外伝 第二章 5
※
毛布にくるまって、暖かさの中で丸くなる。
暖炉で火が揺れている。人形や積み木が散らばっている。私の横には父がいる。
これは夢だ。
私はいつも夢を客観的に見る。どこか冷めている。傍観者として夢に浴する。
父は開いた絵本を顔にかぶせて眠っていた。瞳の動きだけで兄を探す。兄は壁にもたれてコーヒーをすするように飲んでいる。ふっくらとした肉厚なソファは、私と父に譲ったらしい。
起きたか、と兄が言う。寝るなら寝室まで運んでやろうか、と。
ここが暖かいよ、ここで寝ようよ、と私が言う。その言葉も私は第三者的に聞く。
失われたものだから。
もう二度と戻りはしない時間だから。夢の中でもそれに耽溺することはない。
兄は毛布を取ってきて、ソファに三人が詰めて座る。少し窮屈だったけれど、より暖かくなった気がする。

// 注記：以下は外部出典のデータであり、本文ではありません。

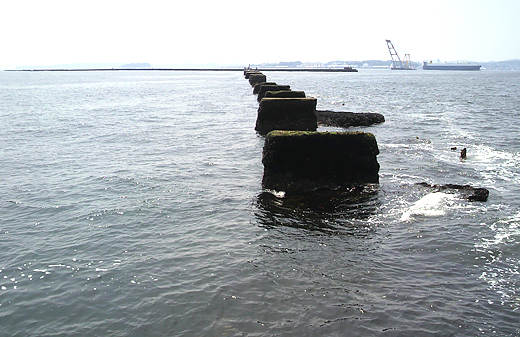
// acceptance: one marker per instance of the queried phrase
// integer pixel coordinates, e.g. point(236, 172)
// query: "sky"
point(166, 33)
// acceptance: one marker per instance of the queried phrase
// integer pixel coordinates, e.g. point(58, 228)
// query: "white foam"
point(431, 205)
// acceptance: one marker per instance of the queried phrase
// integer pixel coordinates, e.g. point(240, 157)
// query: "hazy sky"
point(231, 31)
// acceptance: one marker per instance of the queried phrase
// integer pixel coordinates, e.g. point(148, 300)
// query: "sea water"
point(131, 205)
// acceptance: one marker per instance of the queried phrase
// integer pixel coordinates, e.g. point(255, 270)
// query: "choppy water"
point(131, 205)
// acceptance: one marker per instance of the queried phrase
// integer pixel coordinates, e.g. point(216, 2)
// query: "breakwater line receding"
point(316, 70)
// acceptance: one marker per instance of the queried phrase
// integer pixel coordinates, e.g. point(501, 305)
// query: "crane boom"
point(397, 63)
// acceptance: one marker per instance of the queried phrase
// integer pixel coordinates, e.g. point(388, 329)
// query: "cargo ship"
point(450, 66)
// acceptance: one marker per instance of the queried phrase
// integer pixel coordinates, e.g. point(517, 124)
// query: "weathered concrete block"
point(256, 87)
point(248, 73)
point(349, 119)
point(296, 161)
point(257, 78)
point(286, 114)
point(285, 94)
point(265, 88)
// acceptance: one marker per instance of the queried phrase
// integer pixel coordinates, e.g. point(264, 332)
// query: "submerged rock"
point(348, 119)
point(466, 191)
point(286, 114)
point(297, 161)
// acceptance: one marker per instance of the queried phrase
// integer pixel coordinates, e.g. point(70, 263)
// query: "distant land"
point(378, 64)
point(366, 64)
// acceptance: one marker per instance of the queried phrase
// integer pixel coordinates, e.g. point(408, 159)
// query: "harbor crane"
point(397, 63)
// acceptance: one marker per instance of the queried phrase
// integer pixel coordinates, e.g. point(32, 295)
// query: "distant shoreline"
point(327, 70)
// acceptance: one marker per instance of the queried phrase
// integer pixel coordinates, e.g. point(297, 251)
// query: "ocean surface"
point(131, 205)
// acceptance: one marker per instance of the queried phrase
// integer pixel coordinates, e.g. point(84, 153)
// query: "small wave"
point(431, 205)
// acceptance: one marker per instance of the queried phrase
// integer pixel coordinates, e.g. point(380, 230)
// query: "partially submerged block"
point(248, 73)
point(257, 78)
point(269, 87)
point(285, 94)
point(286, 114)
point(296, 161)
point(258, 85)
point(348, 119)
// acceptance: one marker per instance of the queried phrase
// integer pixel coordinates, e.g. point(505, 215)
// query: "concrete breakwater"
point(315, 70)
point(298, 159)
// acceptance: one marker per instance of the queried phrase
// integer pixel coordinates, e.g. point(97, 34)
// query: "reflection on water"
point(330, 211)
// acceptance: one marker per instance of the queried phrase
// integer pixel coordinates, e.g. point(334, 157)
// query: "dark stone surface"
point(466, 191)
point(348, 119)
point(285, 94)
point(265, 88)
point(286, 114)
point(257, 78)
point(297, 161)
point(248, 73)
point(257, 86)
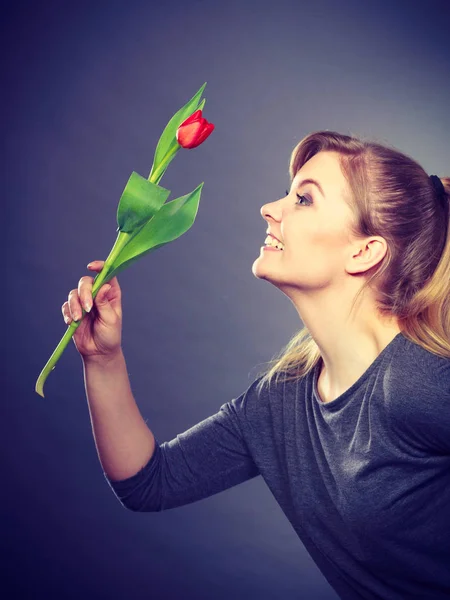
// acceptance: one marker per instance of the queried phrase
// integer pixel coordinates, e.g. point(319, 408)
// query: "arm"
point(206, 459)
point(123, 440)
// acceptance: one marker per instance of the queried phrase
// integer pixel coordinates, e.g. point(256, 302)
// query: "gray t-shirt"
point(363, 479)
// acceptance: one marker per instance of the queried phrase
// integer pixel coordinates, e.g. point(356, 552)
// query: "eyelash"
point(300, 197)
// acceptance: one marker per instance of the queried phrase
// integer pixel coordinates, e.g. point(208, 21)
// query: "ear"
point(366, 254)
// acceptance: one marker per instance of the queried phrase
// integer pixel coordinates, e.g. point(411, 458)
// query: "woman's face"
point(313, 224)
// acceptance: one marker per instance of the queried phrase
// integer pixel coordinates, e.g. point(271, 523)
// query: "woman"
point(350, 425)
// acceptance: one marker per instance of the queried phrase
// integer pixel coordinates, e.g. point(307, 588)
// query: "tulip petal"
point(168, 137)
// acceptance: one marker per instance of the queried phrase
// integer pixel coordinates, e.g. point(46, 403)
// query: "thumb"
point(101, 299)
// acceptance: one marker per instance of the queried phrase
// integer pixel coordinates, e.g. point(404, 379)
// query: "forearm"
point(124, 442)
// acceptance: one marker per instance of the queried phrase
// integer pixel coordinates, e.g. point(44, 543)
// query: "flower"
point(145, 220)
point(194, 130)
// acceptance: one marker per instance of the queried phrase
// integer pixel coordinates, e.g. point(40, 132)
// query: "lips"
point(271, 234)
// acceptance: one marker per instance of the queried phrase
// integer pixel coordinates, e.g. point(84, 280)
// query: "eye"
point(308, 200)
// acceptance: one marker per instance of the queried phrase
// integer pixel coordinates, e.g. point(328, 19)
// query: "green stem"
point(156, 175)
point(100, 279)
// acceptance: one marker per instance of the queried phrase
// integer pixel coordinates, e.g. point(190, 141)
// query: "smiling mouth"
point(273, 243)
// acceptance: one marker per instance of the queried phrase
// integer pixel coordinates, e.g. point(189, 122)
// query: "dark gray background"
point(87, 90)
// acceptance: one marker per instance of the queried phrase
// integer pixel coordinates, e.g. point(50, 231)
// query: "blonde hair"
point(393, 197)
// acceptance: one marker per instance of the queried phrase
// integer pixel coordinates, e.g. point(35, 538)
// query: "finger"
point(97, 265)
point(66, 313)
point(74, 305)
point(85, 292)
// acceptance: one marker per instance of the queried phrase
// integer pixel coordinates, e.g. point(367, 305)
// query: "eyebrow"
point(314, 182)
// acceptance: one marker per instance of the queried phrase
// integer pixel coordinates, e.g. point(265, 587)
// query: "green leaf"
point(168, 140)
point(170, 222)
point(140, 201)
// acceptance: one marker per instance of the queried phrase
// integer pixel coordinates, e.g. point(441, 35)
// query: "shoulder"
point(416, 388)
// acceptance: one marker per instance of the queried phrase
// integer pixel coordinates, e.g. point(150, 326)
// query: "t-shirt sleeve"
point(208, 458)
point(420, 413)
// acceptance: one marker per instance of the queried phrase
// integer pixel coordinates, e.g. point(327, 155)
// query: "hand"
point(100, 332)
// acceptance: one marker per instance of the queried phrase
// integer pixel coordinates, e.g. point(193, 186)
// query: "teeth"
point(270, 241)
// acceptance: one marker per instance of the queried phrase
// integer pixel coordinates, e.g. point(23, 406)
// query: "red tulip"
point(194, 130)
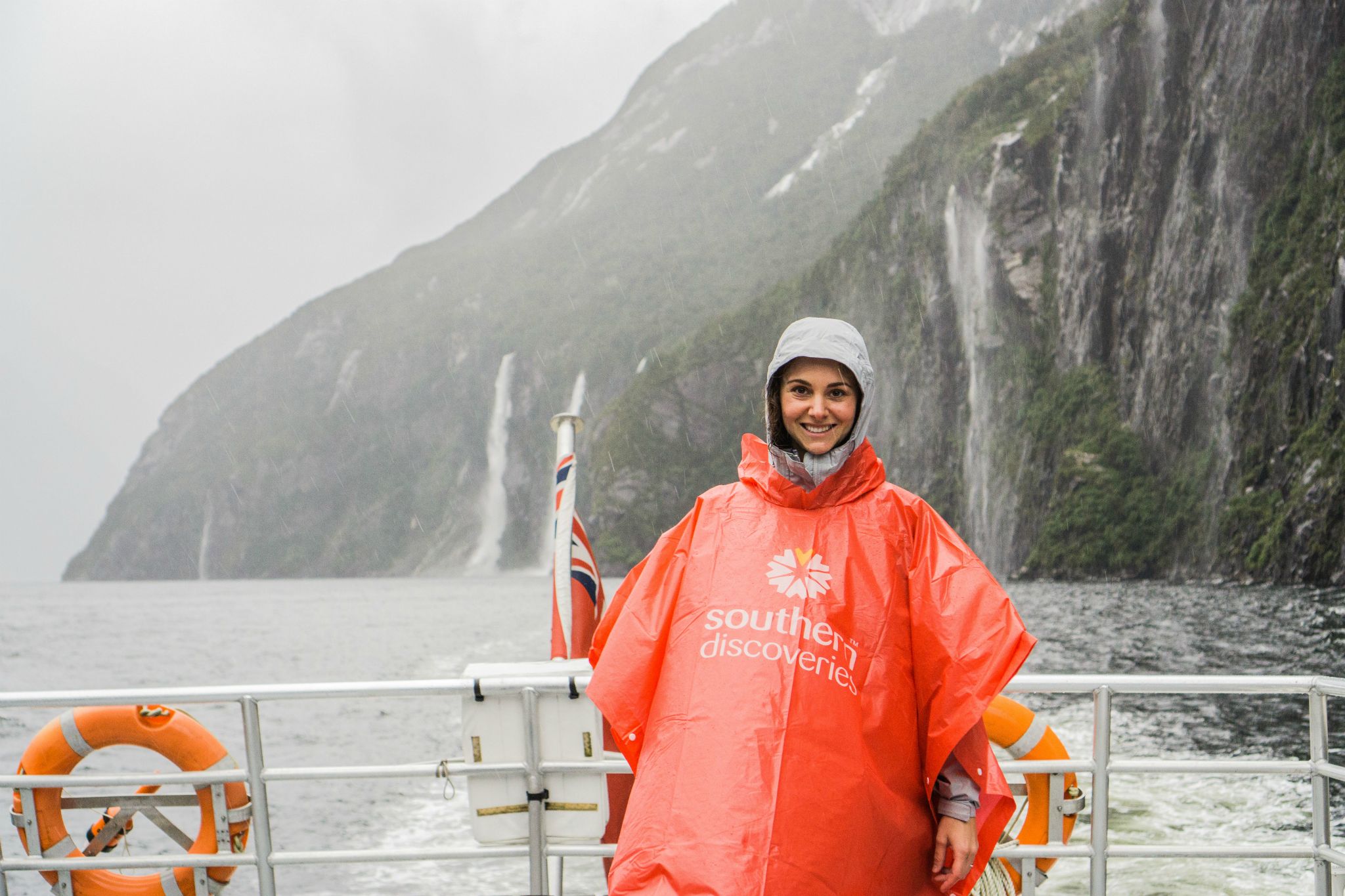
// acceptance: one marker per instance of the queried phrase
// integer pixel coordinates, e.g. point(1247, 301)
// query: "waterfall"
point(204, 551)
point(494, 499)
point(988, 500)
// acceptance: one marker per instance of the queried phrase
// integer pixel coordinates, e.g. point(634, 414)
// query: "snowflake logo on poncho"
point(799, 574)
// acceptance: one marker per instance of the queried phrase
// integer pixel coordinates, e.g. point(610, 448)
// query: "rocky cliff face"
point(365, 435)
point(1048, 281)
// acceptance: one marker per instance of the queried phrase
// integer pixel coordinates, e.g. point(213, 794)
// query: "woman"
point(797, 672)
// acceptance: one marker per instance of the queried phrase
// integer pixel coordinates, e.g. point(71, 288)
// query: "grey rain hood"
point(833, 340)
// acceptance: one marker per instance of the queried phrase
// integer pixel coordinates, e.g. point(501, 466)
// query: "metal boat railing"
point(1329, 863)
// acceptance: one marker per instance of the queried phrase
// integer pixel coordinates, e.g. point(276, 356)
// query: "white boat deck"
point(1098, 765)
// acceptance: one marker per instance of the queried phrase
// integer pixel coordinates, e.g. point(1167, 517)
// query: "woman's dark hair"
point(775, 431)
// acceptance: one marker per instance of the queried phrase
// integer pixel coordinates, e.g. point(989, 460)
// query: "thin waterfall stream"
point(494, 499)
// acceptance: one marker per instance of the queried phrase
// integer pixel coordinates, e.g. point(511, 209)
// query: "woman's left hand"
point(954, 851)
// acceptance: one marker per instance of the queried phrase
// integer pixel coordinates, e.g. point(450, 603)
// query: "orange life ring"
point(66, 740)
point(1017, 729)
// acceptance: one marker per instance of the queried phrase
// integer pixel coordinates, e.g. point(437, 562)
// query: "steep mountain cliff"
point(353, 438)
point(1103, 295)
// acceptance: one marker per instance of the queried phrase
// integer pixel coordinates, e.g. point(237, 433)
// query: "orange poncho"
point(787, 671)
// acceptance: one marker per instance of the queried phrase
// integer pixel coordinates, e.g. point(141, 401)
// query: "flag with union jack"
point(576, 586)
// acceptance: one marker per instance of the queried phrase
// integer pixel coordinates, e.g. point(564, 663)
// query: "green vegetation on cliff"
point(1286, 516)
point(1109, 513)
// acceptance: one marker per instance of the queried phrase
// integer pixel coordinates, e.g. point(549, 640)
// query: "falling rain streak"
point(494, 499)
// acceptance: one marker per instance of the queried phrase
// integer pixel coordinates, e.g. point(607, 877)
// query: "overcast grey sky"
point(175, 178)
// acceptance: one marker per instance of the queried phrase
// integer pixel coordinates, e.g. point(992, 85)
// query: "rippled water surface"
point(204, 633)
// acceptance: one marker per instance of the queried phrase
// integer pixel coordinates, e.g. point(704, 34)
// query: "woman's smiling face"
point(818, 403)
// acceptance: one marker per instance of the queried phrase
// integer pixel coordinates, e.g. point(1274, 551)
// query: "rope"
point(450, 788)
point(994, 880)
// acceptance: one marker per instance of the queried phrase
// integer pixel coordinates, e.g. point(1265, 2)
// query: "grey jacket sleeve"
point(957, 794)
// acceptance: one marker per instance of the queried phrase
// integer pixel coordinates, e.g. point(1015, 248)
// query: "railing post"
point(1102, 779)
point(257, 788)
point(5, 885)
point(536, 797)
point(1317, 752)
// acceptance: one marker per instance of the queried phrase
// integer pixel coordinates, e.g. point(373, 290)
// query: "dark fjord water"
point(202, 633)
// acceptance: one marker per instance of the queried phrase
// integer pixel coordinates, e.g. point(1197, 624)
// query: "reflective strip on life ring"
point(170, 733)
point(1017, 729)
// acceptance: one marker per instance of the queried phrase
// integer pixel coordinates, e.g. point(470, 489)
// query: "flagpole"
point(565, 427)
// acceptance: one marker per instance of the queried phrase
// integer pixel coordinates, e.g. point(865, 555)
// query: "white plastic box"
point(571, 730)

外は雪だろうか。白夜が近いかも知れない。薄暮と月光と雪原、いくつもの仄白いものが混ざり合っているだろうか。
兄さん、と私が言う。
どうした、と兄が答える。
私は何を言っただろうか。何が言いたいのだろうか。父と兄と私で、どんな言葉を共有したいのか。
わからない。
もう失われたものだから。
死者は語らず。
そして、語りかけることも、二度とは。
※
静かに目を開ける。
暗闇。遠くで電子音が響いている。
銀色のアルミブランケットをそっと身体から剥がす。確かに保温性はいいのだろうが、どうしても味気なさがつきまとう。だから毛布にくるまる夢など見るのか。
晰星はまだプレイを続けている。私は音を立てぬように背後に近づき、そのプレイを眺める。晰星には及ばないかも知れないが、最大限の集中を意識する。
晰星のプレイは興味深い。十数時間と眺めてきて理解した。彼女の挑んでいるゲームは人間の限界に限りなく近いところにあり、彼女はまさに限界点に肉薄している。
並列的にいくつもの情報を処理し、何十手も先のことを読み、敵の攻撃に雷速で反応している。
そして最後の敵。もう百回は出てきただろうか。晰星は持てる力のすべてを使って戦う。
そして死闘の果て。爆発。ゲームオーバー。
彼女はすぐさま次のプレイを始める。私には気づかない。自分だけの世界に埋没している。
そして私もだ。晰星のプレイから学ぼうとしている自分がいる。達人の所作なれば、それが書であっても舞踏であっても私に示唆を与えてくれる気がする。
と、そこで気づいて腕時計を見る。
(……間に合いませんでしたね)
ゼウスと迷宮に潜る時間だ。私はそっと筐体から離れ、スタッフの一人を呼び止める。
「そこのあなた、晰星がクリアしたらこの番号に電話をください」
メモを渡す。その番号にかけると、私が迷宮にいても伝わるように出来ている。
「休息は適度に取らせてますね?」
「はい、すべて指示通りに。あの子は凄いですね。私たちはゲームは素人ですけど、反応速度はスポーツ選手なみですよ」
スタッフは一流の人材ばかりだが、誰も私の素性を知らない。本当に金持ちの気まぐれだと思っている。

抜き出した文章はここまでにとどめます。